Reputation: 81
I have a list of multiple arrays and I want them to have the same size, filling the ones with less elements with nan. I have some arrays that have integers and others that have string.
For example:
a = ['Nike']
b = [1,5,10,15,20]
c = ['Adidas']
d = [150, 2]
I have tried
max_len = max(len(a),len(b),len(c),len(d))
empty = np.empty(max_len - len(a))
a = np.asarray(a) + empty
empty = np.empty(max_len - len(b))
b = np.asarray(b) + empty
I do the same with all of the arrays, however an error occurs (TypeError: only integer scalar arrays can be converted to a scalar index)
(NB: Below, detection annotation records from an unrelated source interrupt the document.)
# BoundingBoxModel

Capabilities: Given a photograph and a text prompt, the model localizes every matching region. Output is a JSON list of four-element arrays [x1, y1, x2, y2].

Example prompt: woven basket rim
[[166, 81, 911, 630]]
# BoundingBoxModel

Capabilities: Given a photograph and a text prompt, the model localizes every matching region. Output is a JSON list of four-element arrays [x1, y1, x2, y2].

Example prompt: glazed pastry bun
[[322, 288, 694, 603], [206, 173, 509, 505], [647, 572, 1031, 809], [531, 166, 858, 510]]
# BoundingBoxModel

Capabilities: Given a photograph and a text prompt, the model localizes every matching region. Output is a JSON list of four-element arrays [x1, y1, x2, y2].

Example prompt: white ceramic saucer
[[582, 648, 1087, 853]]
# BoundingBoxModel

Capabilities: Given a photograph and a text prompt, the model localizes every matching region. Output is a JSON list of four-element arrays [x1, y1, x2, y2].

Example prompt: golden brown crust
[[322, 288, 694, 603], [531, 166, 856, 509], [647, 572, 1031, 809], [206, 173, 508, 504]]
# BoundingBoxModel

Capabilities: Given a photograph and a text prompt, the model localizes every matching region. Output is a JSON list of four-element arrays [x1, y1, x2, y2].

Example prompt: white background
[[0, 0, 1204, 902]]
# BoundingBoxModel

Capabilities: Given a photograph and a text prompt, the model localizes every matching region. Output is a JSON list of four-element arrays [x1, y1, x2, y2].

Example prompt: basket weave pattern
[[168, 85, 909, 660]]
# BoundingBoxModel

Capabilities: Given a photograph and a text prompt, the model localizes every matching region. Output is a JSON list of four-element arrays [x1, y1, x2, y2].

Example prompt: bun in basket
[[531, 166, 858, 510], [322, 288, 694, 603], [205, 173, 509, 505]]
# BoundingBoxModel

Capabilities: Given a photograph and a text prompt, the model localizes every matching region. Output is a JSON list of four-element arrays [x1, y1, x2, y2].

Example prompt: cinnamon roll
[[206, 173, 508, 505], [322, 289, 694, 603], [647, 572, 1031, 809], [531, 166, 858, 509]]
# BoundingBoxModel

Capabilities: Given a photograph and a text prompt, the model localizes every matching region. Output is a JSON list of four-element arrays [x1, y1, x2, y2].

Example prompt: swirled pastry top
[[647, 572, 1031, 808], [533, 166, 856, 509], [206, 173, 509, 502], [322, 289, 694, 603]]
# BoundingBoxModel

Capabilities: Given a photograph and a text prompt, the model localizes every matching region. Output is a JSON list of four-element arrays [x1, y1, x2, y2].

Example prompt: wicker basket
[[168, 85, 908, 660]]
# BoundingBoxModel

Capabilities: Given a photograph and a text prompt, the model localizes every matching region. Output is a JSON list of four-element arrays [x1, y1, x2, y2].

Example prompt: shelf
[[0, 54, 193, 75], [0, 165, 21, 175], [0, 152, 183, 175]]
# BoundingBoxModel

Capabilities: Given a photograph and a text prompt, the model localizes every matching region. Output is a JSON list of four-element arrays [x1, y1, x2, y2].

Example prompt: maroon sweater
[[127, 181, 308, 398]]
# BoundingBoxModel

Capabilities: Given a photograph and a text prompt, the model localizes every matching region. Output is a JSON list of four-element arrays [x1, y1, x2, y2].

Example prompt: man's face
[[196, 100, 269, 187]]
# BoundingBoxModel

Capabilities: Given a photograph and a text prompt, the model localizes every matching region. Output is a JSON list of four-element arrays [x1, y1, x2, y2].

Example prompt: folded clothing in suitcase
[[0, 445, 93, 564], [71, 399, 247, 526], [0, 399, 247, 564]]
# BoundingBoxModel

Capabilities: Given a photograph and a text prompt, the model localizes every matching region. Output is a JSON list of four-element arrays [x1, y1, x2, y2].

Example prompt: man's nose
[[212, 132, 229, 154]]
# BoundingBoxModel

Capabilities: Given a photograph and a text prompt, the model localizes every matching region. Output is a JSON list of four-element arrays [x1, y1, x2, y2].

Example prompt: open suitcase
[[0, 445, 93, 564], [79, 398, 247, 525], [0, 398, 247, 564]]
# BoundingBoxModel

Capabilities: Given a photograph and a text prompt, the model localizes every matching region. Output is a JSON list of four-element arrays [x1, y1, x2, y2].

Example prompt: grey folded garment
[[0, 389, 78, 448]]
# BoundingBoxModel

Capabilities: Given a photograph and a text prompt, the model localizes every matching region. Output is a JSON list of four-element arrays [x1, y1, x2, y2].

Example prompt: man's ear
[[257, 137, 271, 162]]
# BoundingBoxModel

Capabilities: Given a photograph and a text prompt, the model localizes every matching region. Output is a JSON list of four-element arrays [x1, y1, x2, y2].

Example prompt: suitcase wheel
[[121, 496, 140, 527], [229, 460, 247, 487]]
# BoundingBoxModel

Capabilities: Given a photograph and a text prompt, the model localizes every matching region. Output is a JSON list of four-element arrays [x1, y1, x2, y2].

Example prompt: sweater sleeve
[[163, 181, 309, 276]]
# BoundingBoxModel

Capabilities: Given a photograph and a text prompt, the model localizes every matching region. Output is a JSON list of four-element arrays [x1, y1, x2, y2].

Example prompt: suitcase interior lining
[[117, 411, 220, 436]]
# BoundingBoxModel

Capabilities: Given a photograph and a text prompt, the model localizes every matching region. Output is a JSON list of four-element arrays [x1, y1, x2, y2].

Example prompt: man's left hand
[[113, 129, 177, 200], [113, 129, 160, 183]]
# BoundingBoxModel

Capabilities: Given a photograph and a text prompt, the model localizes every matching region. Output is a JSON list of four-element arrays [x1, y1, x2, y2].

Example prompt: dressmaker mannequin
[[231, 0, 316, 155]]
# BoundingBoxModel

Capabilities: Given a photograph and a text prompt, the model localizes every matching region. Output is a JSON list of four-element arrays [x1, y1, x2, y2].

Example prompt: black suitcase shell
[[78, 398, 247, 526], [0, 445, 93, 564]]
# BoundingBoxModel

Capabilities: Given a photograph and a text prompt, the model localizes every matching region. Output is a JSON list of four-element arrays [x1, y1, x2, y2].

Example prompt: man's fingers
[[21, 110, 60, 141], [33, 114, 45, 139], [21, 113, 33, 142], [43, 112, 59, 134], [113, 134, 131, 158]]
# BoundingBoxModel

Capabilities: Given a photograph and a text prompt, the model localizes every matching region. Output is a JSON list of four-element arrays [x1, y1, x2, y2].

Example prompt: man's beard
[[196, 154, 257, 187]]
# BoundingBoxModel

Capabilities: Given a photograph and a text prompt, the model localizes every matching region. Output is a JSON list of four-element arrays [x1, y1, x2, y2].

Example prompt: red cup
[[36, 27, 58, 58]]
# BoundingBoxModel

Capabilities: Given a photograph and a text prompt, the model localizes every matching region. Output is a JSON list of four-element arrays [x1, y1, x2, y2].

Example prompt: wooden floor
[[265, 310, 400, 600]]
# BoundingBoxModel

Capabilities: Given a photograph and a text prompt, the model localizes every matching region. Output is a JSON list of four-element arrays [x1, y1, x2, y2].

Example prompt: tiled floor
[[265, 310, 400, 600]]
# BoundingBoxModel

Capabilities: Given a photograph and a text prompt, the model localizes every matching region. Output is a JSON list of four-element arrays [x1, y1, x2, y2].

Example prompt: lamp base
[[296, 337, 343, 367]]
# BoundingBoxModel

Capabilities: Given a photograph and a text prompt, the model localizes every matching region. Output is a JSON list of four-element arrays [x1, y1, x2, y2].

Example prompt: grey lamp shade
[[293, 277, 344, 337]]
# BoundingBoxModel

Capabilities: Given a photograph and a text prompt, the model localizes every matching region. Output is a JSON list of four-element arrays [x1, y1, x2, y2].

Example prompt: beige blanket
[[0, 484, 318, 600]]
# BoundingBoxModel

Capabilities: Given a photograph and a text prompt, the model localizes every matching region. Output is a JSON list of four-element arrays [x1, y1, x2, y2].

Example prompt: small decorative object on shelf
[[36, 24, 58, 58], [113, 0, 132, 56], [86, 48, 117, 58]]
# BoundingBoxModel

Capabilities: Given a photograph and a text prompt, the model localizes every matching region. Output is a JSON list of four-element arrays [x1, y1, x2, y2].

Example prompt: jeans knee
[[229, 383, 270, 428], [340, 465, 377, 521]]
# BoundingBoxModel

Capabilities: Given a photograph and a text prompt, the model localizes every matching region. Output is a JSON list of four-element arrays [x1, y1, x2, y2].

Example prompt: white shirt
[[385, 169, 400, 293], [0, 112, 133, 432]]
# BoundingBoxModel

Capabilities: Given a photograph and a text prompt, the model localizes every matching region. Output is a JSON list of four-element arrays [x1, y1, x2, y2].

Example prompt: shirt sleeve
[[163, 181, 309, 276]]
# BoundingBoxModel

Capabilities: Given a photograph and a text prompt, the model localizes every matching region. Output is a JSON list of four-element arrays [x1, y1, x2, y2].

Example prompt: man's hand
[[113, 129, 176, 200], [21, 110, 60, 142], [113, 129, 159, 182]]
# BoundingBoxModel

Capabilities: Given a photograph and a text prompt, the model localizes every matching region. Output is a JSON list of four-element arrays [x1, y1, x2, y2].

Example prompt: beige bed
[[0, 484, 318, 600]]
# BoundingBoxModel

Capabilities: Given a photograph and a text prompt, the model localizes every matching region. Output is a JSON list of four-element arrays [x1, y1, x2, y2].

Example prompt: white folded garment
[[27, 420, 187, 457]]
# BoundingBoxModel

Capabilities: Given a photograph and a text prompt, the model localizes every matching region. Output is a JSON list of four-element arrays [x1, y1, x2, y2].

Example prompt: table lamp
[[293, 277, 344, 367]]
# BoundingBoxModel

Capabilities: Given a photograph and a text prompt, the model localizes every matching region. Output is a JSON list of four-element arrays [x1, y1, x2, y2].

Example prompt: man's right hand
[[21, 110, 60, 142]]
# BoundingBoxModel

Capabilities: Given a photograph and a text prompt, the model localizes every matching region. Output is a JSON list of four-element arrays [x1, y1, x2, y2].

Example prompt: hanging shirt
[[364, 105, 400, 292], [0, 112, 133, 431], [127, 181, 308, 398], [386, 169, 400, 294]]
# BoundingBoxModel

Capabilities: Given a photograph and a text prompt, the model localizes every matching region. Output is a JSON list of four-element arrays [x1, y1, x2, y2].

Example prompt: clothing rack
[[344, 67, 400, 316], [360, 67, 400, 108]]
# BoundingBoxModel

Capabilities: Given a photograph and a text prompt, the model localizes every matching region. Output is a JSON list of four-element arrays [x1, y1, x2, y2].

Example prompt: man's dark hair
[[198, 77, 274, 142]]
I am doing this because I want to make a DataFrame with all of the arrays being a different columns.
Thank you in advanced
Upvotes: 2
Views: 3612
Reputation: 88236
I'd suggest using lists
since you also have strings
. Here's one way using zip_longest
:
from itertools import zip_longest
a, b, c, d = map(list,(zip(*zip_longest(a,b,c,d, fillvalue=float('nan')))))
print(a)
# ['Nike', nan, nan, nan, nan]
print(b)
# [1, 5, 10, 15, 20]
print(c)
# ['Adidas', nan, nan, nan, nan]
print(d)
# [150, 2, nan, nan, nan]
Another approach could be:
max_len = len(max([a,b,c,d], key=len))
a, b, c, d = [l+[float('nan')]*(max_len-len(l)) for l in [a,b,c,d]]
Upvotes: 3
Reputation: 12992
You can do that directly just like so:
>>> import pandas as pd
>>> a = ['Nike']
>>> b = [1,5,10,15,20]
>>> c = ['Adidas']
>>> d = [150, 2]
>>> pd.DataFrame([a, b, c, d])
0 1 2 3 4
0 Nike NaN NaN NaN NaN
1 1 5.0 10.0 15.0 20.0
2 Adidas NaN NaN NaN NaN
3 150 2.0 NaN NaN NaN
Upvotes: 0
Reputation: 84
You should use the numpy.append(array, value, axis)
to append to an array. In you example that would be ans = np.append(a,empty)
.
Upvotes: 1